Syhunt Documentation Wiki

What is Syhunt?

Syhunt is a hybrid multilanguage web application security assessment suite. It allows you to scan for the most common web application flaws from a hacker's perspective. Syhunt will remotely inject data in the web applications and analyze the application response in order to determine if the application code is vulnerable to specific attacks (such as SQL Injection, XSS, and many other web application vulnerability flaws). Syhunt will also scan the application's source code, if requested, in search for security issues.

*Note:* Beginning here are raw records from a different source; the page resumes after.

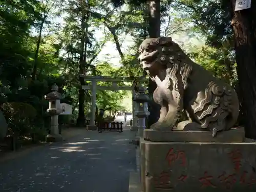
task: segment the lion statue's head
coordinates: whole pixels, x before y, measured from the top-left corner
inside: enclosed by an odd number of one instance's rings
[[[179,45],[169,37],[144,40],[140,46],[139,53],[143,69],[152,75],[186,56]]]

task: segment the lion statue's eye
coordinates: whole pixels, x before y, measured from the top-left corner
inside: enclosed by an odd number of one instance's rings
[[[162,51],[164,52],[166,52],[167,51],[167,49],[165,47],[163,47],[162,48]]]

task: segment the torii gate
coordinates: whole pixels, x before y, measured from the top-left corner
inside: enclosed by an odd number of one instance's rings
[[[91,119],[90,121],[90,125],[94,125],[94,121],[95,120],[95,112],[96,112],[96,100],[97,90],[131,90],[133,92],[133,97],[135,95],[135,91],[134,90],[135,84],[133,83],[132,86],[117,86],[118,82],[131,82],[133,81],[134,78],[129,77],[111,77],[107,76],[87,76],[84,74],[80,74],[80,77],[82,77],[86,81],[90,81],[92,82],[91,84],[88,86],[82,86],[82,89],[84,90],[92,90],[92,96],[91,99],[92,106],[91,108]],[[140,76],[135,77],[138,82],[146,82],[147,80],[145,77]],[[104,81],[112,82],[112,86],[101,86],[97,85],[97,81]],[[138,118],[134,115],[134,112],[136,109],[136,102],[133,101],[133,127],[137,127]]]

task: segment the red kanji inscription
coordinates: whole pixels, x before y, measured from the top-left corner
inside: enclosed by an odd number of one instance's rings
[[[256,178],[254,173],[252,173],[250,175],[250,177],[248,179],[247,184],[249,185],[252,185],[254,184],[256,184]]]
[[[228,154],[233,164],[234,164],[234,169],[236,172],[240,169],[241,164],[241,160],[242,159],[242,154],[239,150],[236,150]]]
[[[218,178],[220,179],[221,183],[223,183],[225,185],[225,187],[227,189],[230,189],[237,182],[236,176],[235,174],[227,175],[224,172]]]
[[[185,183],[185,181],[186,181],[186,180],[187,179],[187,175],[181,175],[178,178],[178,180],[179,181],[182,181],[183,182],[183,183]]]
[[[170,173],[162,172],[158,177],[154,178],[155,187],[156,188],[173,188],[170,182]]]
[[[240,177],[240,179],[239,180],[239,182],[241,184],[245,184],[246,183],[246,175],[247,174],[247,172],[244,171],[243,174]]]
[[[201,187],[212,187],[216,188],[216,185],[213,184],[210,181],[213,178],[212,176],[208,175],[207,172],[204,172],[204,176],[198,179],[202,183]]]
[[[169,165],[177,160],[181,160],[181,165],[182,166],[186,165],[186,158],[185,153],[183,151],[179,151],[178,153],[175,153],[174,152],[174,148],[172,148],[168,152],[165,159],[167,160]]]

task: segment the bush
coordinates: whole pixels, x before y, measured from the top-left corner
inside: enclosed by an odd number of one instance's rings
[[[9,133],[25,135],[30,132],[32,122],[36,116],[36,110],[32,105],[23,102],[5,103],[1,109],[8,123]]]

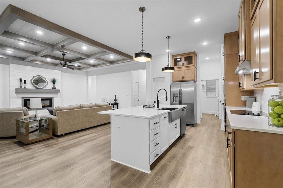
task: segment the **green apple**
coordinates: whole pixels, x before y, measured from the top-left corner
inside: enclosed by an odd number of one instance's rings
[[[283,119],[281,118],[277,118],[274,119],[274,124],[277,126],[283,127]]]
[[[283,107],[281,106],[277,106],[273,108],[273,111],[279,114],[283,113]]]
[[[273,108],[275,108],[280,105],[279,102],[278,102],[278,101],[275,101],[274,100],[272,100],[272,101],[269,101],[268,103],[268,105],[269,105],[269,106]]]
[[[282,106],[283,106],[283,101],[280,101],[279,102],[279,104]]]
[[[270,122],[272,124],[274,124],[274,119],[273,118],[270,118]]]
[[[269,112],[268,113],[268,115],[269,115],[269,117],[273,119],[275,119],[276,118],[279,117],[280,115],[274,111],[271,111]]]

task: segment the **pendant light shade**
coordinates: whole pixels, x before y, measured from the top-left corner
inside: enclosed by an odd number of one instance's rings
[[[168,50],[169,50],[169,39],[170,38],[171,38],[171,37],[169,36],[166,37],[166,39],[167,39],[168,41],[168,48],[167,49]],[[162,68],[162,71],[163,72],[174,72],[175,71],[175,68],[171,66],[169,64],[169,51],[170,50],[168,50],[168,51],[167,51],[167,52],[168,53],[168,65],[167,65],[167,67]]]
[[[142,13],[142,50],[139,52],[133,55],[133,59],[136,61],[146,62],[151,60],[151,55],[147,53],[144,50],[144,17],[143,13],[145,11],[145,8],[143,7],[139,8],[139,11]]]

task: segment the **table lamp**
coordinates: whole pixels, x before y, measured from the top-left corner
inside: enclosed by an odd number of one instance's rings
[[[41,98],[31,98],[30,99],[30,108],[35,109],[35,113],[36,117],[36,108],[42,107]]]

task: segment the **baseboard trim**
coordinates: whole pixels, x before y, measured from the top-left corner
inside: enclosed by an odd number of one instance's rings
[[[130,167],[131,168],[133,168],[133,169],[135,169],[136,170],[139,170],[140,171],[141,171],[142,172],[145,172],[145,173],[147,174],[150,174],[150,172],[151,171],[146,171],[145,170],[142,170],[142,169],[140,169],[139,168],[136,168],[130,165],[129,165],[128,164],[125,164],[124,163],[122,163],[122,162],[120,162],[120,161],[117,161],[116,160],[114,160],[114,159],[110,159],[110,160],[112,161],[114,161],[114,162],[116,162],[116,163],[120,163],[120,164],[122,164],[123,165],[125,165],[125,166],[128,166],[129,167]]]

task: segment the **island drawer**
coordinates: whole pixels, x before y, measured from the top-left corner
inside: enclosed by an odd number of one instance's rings
[[[160,148],[158,148],[150,155],[150,164],[154,162],[160,155]]]
[[[157,138],[150,144],[150,153],[151,153],[160,145],[160,138]]]
[[[159,127],[158,127],[150,132],[150,142],[153,141],[159,137],[160,134],[159,130]]]
[[[151,130],[155,128],[159,127],[160,124],[159,122],[159,117],[155,118],[150,120],[150,130]]]

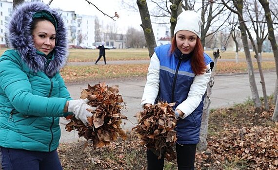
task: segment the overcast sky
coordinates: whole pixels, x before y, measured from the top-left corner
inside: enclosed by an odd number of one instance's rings
[[[48,3],[49,0],[43,0]],[[116,22],[119,28],[119,31],[125,34],[128,27],[132,27],[138,30],[141,29],[141,23],[139,13],[128,11],[121,5],[121,0],[88,0],[95,5],[99,10],[103,13],[113,17],[117,12],[119,16],[119,18],[114,17],[116,21],[99,11],[96,7],[89,3],[85,0],[53,0],[50,6],[59,7],[63,11],[75,11],[76,14],[97,16],[100,24],[103,21],[104,25]]]

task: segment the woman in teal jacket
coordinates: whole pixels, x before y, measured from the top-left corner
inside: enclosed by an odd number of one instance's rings
[[[0,57],[0,163],[4,170],[61,170],[59,118],[73,114],[86,124],[92,116],[86,100],[72,100],[59,72],[66,28],[39,2],[18,6],[8,26],[12,49]]]

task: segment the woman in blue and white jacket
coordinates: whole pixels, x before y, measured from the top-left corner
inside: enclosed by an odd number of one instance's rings
[[[203,97],[214,64],[200,40],[202,24],[193,11],[178,16],[171,44],[155,49],[141,103],[148,107],[158,101],[176,102],[179,170],[194,169]],[[163,170],[164,157],[158,159],[148,150],[147,158],[148,170]]]
[[[0,164],[3,170],[62,170],[57,149],[60,117],[84,124],[87,101],[73,100],[60,70],[66,63],[67,28],[42,2],[18,5],[8,22],[12,49],[0,57]]]

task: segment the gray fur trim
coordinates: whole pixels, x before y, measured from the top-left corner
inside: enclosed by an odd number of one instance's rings
[[[36,53],[37,49],[35,48],[31,30],[33,15],[36,12],[42,10],[52,14],[58,22],[56,43],[53,50],[55,56],[47,67],[46,58]],[[66,64],[68,54],[66,28],[61,14],[50,9],[45,4],[34,1],[23,3],[17,6],[10,18],[8,29],[10,47],[19,51],[22,61],[32,70],[36,72],[43,71],[51,77]]]

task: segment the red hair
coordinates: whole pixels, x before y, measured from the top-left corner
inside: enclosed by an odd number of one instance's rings
[[[172,39],[171,44],[170,52],[173,53],[177,48],[176,35]],[[196,40],[196,45],[191,58],[191,64],[192,70],[195,74],[200,75],[204,73],[206,66],[204,60],[204,48],[200,38],[198,36]]]

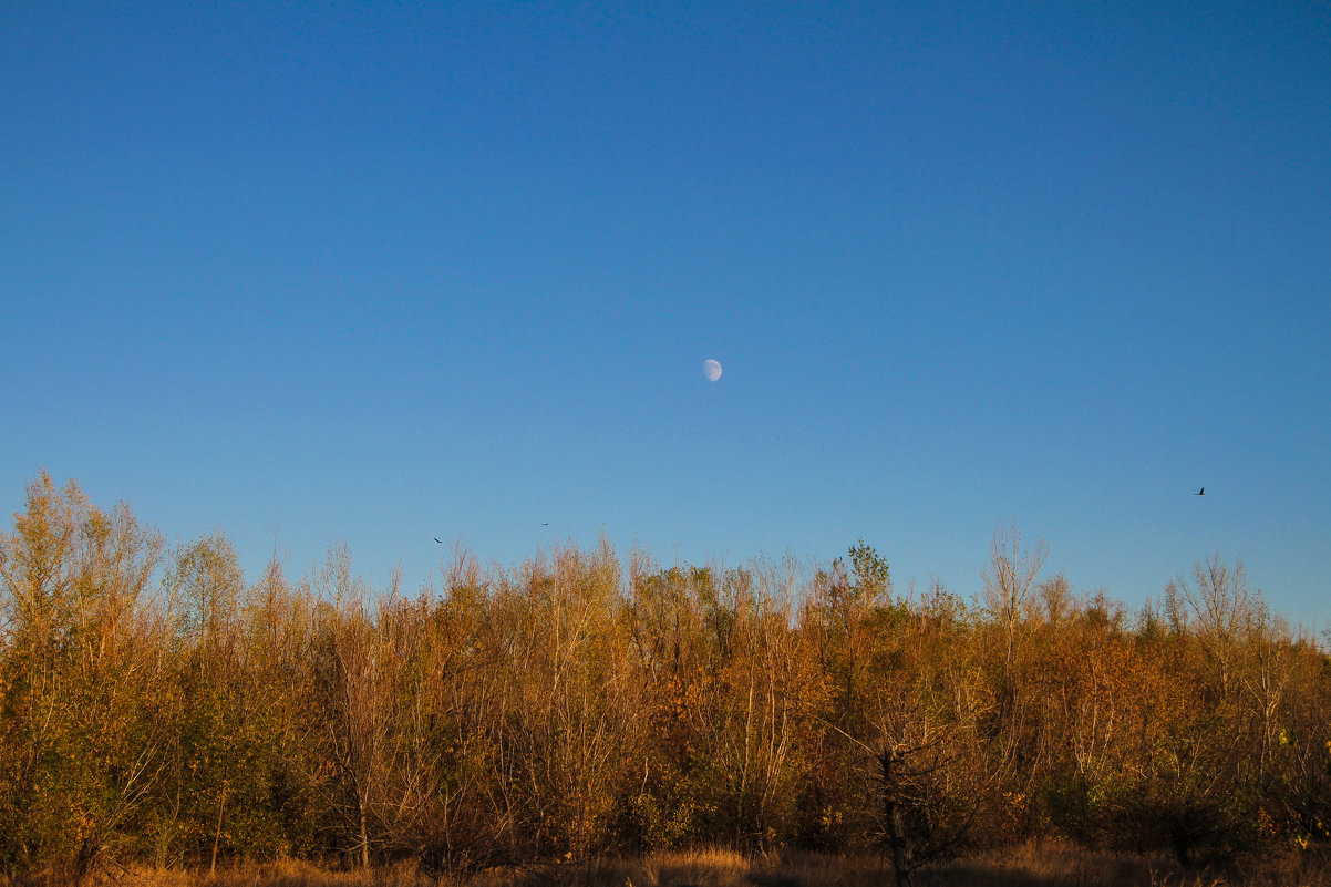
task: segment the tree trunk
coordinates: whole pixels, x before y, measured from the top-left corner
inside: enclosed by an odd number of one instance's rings
[[[901,810],[901,784],[893,768],[896,751],[885,748],[878,755],[882,766],[882,814],[888,827],[888,842],[892,846],[892,871],[897,876],[897,887],[910,887],[910,842],[906,838],[905,816]]]

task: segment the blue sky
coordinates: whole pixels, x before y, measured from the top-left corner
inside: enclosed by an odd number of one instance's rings
[[[7,4],[0,493],[410,587],[604,531],[969,595],[1016,521],[1074,587],[1219,553],[1326,627],[1327,47],[1311,3]]]

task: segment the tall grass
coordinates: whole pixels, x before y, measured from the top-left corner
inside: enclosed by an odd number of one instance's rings
[[[3,887],[17,883],[0,880]],[[745,856],[708,848],[496,867],[465,876],[431,875],[410,863],[339,871],[282,860],[238,866],[216,875],[126,870],[109,878],[109,883],[117,887],[888,887],[893,875],[890,866],[874,856]],[[1331,886],[1331,854],[1300,852],[1187,871],[1163,854],[1114,854],[1045,842],[924,868],[913,883],[916,887],[1323,887]]]

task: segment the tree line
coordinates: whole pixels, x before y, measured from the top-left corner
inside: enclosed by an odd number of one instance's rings
[[[996,537],[964,601],[831,563],[608,543],[371,589],[248,582],[43,473],[0,535],[0,872],[303,858],[437,870],[725,846],[898,879],[1059,836],[1326,842],[1331,658],[1211,557],[1130,609]]]

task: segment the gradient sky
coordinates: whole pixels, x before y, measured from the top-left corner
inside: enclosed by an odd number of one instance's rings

Key Technologies Supported

Which operating systems and applications are supported for scanning?
Syhunt modules are built with the flexibility to cover multiple web server platforms:

• Any web server platform (via remote scanning). Syhunt scans all types of web servers, such as Unix, Linux or NT.
  • Devices such as routers and firewalls that run web sites.
• ASP, ASP.NET, JSP, Perl, PHP & Python web applications (via source code scanning)
• Intrusion detection systems (via its IDS evasion techniques).
• Syhunt Hardener (an assessment tool designed specifically for Apache and PHP platforms) is also available.

For more details about the supported technologies, see: Supported Technologies & Languages

Updates

How often does Syhunt provide updates and how are they distributed?
Immediate to monthly, depending on the severity of new discovered vulnerabilities and the range of affected systems. We do provide automatic (automatic update feature) or manual updates (manual downloading).